Sin apenas darme cuenta, me encuentro en mi playa de la infancia. Un olor a madera mojado, sardinas y mezcla de olores a comida frita. Respiro hondo para retener ese olor en mis fosas nasales y siento en el paladar todos esos sabores sin apenas tener que masticar. Sin embargo, en cuestión de segundos todo desaparece. Busco ansiosa con la mirada todos esos olores y, como siempre, a mi derecha se encuentra esa caseta de madera. Dos chiquillas idénticas salen corriendo de allí con su correspondiente Calipo. Irrevocablemente, sonrío. Somos mi hermana y yo, pero con ocho inocentes años. De nuevo esa sensación de terror que me acecha por dentro. No la quiero perder. Entonces, empieza a llover. El día soleado se torna por uno gris y nublado que encapota parcialmente el horizonte soleado. Miro hacia arriba y soy incapaz de encontrar los rayos del sol que antes me cegaban. Cierro los ojos y siento como, gota a gota, mi rostro se va mojando y un nuevo olor me inunda. Es un poco más desgaradable, para ser sinceros; es olor a humedad y celulosas. Al abrir los ojos estoy en mi ciudad natal, rodeada de árboles y, en frente, un edificio blando con tres astas de las que ondean ferozmente tres banderas y que consiguen captar mi atención. Al desviar la vista puedo ver la ría y un poco más allá, la fábrica que desprende aquel hedor que "aromatiza" toda la ciudad los días de lluvia. De repente, miro la puerta que en cuestión de segundos después de sonar el timbre da paso a un centenar de niños y adolescentes. De últimas salen dos niñas tímidas apocadas por el peso de la mochila a sus espaldas. Aún recuerdo nuestro primer día de clases en el instituto. No fue un buen día, sin embargo, nos teníamos la una a la otra para superarlo. Las sigo inspirando lentamente el olor a coco que desprende mi hermana. Conozco el camino de memoria y, sin lugar a dudas, llegamos a casa. Nada más entrar en el portal, apesta a lejía, como casi siempre a esa hora. No es la primera vez que el presidente del edificio le canta las cuarenta al limpiador del edificio por echar esos productos al mediodía. Su excusa es que "le quita el apetito". Al entrar al ascenso huele a gasolina, lo que me indica que viene del garaje. Me sorprendo a mi misma, pues, cuando sucedió, ni me percaté. ¿Mi olfato se estaba desarrollando?

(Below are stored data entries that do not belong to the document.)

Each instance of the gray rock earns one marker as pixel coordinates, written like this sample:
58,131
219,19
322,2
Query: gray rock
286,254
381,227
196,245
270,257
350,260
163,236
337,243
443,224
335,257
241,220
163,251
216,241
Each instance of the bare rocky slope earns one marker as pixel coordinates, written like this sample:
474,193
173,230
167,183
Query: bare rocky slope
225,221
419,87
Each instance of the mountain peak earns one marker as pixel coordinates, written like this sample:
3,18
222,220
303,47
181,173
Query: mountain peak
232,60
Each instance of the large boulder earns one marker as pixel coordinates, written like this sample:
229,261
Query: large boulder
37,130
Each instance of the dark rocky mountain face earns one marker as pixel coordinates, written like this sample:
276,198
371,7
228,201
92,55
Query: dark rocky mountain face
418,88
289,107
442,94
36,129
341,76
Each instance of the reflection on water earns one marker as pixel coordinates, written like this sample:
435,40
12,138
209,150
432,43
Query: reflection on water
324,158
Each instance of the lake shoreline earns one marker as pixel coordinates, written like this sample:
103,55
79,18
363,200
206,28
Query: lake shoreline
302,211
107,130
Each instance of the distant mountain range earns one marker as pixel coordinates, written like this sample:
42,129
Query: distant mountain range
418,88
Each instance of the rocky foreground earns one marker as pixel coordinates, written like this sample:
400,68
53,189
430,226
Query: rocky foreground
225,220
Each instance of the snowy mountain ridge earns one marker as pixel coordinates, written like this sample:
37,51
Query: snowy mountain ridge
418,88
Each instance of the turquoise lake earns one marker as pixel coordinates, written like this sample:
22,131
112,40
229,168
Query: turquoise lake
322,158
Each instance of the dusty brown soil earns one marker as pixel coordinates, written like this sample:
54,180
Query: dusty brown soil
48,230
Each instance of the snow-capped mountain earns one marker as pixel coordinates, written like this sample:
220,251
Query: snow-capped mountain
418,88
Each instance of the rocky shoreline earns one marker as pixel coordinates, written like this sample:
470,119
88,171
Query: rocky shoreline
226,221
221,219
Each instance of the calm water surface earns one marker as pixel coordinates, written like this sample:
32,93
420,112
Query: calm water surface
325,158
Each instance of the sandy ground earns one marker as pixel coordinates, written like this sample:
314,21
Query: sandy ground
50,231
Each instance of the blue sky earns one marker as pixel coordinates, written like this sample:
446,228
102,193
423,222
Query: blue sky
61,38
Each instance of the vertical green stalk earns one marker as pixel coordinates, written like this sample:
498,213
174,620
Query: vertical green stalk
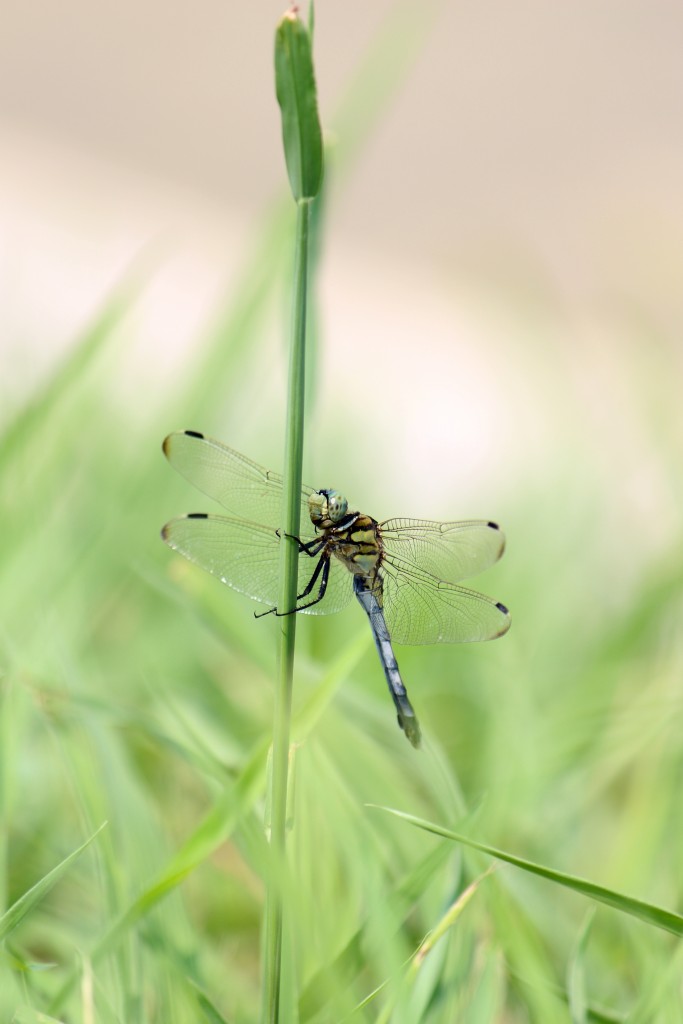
295,86
288,591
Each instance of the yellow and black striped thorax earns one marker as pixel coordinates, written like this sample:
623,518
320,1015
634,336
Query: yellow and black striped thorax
351,537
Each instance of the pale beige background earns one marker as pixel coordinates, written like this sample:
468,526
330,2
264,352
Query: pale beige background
518,204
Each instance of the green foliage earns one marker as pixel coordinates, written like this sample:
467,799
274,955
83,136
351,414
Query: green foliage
135,691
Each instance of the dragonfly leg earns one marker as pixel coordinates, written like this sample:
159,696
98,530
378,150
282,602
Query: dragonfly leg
310,548
323,570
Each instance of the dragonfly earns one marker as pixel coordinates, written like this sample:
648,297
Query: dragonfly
406,573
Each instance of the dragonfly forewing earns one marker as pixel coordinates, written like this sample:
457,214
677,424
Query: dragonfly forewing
242,486
451,551
246,556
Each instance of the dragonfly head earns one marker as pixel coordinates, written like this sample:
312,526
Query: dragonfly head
327,508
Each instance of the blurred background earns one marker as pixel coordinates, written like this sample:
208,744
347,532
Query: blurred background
499,316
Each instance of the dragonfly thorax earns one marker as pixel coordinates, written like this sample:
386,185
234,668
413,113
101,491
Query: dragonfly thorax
327,508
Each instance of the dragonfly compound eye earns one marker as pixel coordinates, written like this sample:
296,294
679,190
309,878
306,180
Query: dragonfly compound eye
337,506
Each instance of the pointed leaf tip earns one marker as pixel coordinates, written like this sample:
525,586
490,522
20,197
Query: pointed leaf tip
297,95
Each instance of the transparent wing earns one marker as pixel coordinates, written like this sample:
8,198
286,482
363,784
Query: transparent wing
246,556
420,608
241,485
451,551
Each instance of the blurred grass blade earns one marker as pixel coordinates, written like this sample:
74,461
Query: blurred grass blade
295,87
668,921
577,974
25,903
447,921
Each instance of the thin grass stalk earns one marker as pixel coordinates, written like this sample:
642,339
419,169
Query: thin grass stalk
272,952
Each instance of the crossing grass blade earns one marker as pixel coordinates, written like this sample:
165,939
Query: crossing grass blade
668,921
20,907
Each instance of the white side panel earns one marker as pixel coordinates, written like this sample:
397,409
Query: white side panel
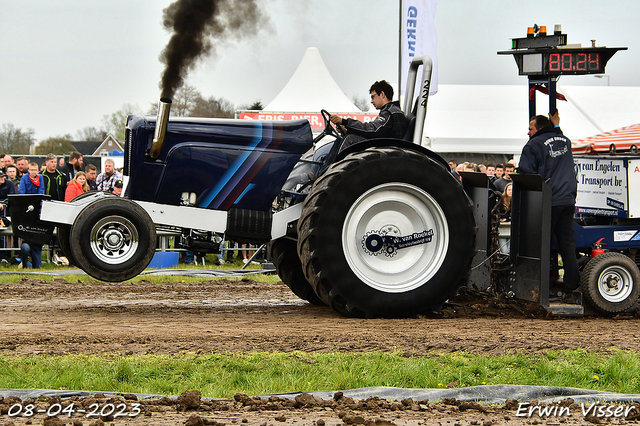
186,217
283,218
60,212
602,186
633,173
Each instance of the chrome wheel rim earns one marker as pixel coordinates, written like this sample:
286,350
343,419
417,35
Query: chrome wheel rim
114,239
395,209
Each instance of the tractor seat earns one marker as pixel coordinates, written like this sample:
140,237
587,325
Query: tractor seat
411,127
411,121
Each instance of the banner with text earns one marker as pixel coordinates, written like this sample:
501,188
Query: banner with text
315,118
419,36
602,187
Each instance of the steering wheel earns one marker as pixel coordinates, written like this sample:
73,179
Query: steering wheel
329,127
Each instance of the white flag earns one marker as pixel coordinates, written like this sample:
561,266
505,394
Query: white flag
418,37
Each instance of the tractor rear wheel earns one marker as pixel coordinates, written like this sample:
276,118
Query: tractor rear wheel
386,232
611,282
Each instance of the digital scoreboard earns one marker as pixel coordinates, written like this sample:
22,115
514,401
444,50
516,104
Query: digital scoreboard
548,55
543,58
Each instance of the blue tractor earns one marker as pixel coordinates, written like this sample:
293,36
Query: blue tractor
381,229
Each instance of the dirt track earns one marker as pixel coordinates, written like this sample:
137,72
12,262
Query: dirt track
92,317
58,317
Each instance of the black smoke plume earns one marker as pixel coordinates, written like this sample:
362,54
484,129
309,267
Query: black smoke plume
197,26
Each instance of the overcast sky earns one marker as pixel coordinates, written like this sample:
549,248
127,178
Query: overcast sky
64,64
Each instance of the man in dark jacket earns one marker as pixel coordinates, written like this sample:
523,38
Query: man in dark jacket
390,123
6,188
548,153
73,166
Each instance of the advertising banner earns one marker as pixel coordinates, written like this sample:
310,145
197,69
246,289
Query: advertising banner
418,37
602,187
315,118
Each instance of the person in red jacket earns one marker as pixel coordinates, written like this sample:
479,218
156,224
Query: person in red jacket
77,186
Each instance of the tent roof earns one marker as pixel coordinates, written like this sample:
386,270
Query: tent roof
311,88
494,119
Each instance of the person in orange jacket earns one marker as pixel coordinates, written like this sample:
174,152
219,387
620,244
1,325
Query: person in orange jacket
77,186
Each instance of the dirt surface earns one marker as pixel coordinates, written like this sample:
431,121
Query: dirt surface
59,317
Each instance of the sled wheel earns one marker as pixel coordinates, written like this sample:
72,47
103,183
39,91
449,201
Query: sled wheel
289,269
611,282
386,192
65,231
113,239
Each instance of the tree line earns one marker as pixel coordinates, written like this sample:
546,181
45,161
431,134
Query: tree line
188,102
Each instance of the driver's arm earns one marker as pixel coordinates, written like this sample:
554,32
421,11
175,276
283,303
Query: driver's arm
335,119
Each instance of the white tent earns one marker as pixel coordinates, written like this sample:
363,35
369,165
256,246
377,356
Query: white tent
495,119
310,89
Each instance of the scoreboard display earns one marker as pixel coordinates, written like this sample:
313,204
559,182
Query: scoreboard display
545,55
563,61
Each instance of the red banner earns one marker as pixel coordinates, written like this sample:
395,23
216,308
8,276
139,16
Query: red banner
315,119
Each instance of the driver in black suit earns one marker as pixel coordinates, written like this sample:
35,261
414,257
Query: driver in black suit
390,122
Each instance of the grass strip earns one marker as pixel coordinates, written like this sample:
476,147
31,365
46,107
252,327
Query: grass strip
221,375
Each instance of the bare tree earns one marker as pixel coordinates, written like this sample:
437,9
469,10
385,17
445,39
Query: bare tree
90,133
212,107
16,141
57,145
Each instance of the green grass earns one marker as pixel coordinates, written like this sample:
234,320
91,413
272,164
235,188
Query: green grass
224,374
10,272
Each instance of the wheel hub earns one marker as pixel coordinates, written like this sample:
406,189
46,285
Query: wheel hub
395,237
615,284
114,239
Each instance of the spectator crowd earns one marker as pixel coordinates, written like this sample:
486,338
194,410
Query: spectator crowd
61,180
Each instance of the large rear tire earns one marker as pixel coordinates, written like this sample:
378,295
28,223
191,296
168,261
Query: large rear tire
289,268
611,282
113,239
379,193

Las niñas entran en el ascenso y las imito con rapidez. No sé que pasaría si la puerta se cerrase conmigo en medio, ya que no sé donde estoy, ni como estoy ahí. Puede que esté viajando, o más descabellado, viajando en el tiempo. ¡Yo que sé! Lo único es que... no me importa saberlo.

Mi madre las recibe en el marco de la puerta con una sonrisa de oreja a oreja. Su cara posee muchas menos arrugas que hoy en día. No tengo que esforzarme para oler el característico olor de mi madre, ya que desprende un impresionante olor a tabaco por mucho que ahora no sostenga ningún cigarro. Al avanzar, ese olor queda opacado por el de una paella valenciana y me apresuro a través de las baldosas grisáceas haciéndome paso entre los abrazos y buenas palabras de mi madre hacia mi hermana y mi yo más joven. Veo los platos sobre la mesa y suspiro. Cierro los ojos y no hace falta que los abra de nuevo. El olor y la brisa marina que golpea mi rostro me da las pistas suficientes. Estoy en Alicante, en un restaurante a pie de playa. Avanzo hasta llega a la mesa del fondo. El olor de paella y maricos... me roba el aliento. Allí están unas diez personas charlando amenamente y riendo, con las manos grasientas y la piel secas y blancas producto de la sal. Me siento en una silla, muy cerca de la conversación. Ellos siguen comiendo mientras yo experimento un mundo nuevo de sensaciones que antes no era capaz de apreciar. Entre los olores se repite el de agua salada, pero los hay nuevos, como el del vino, el limón... sin olvidarnos del característico olor del protector solar que, desde que soy pequeña, resume el olor del verano.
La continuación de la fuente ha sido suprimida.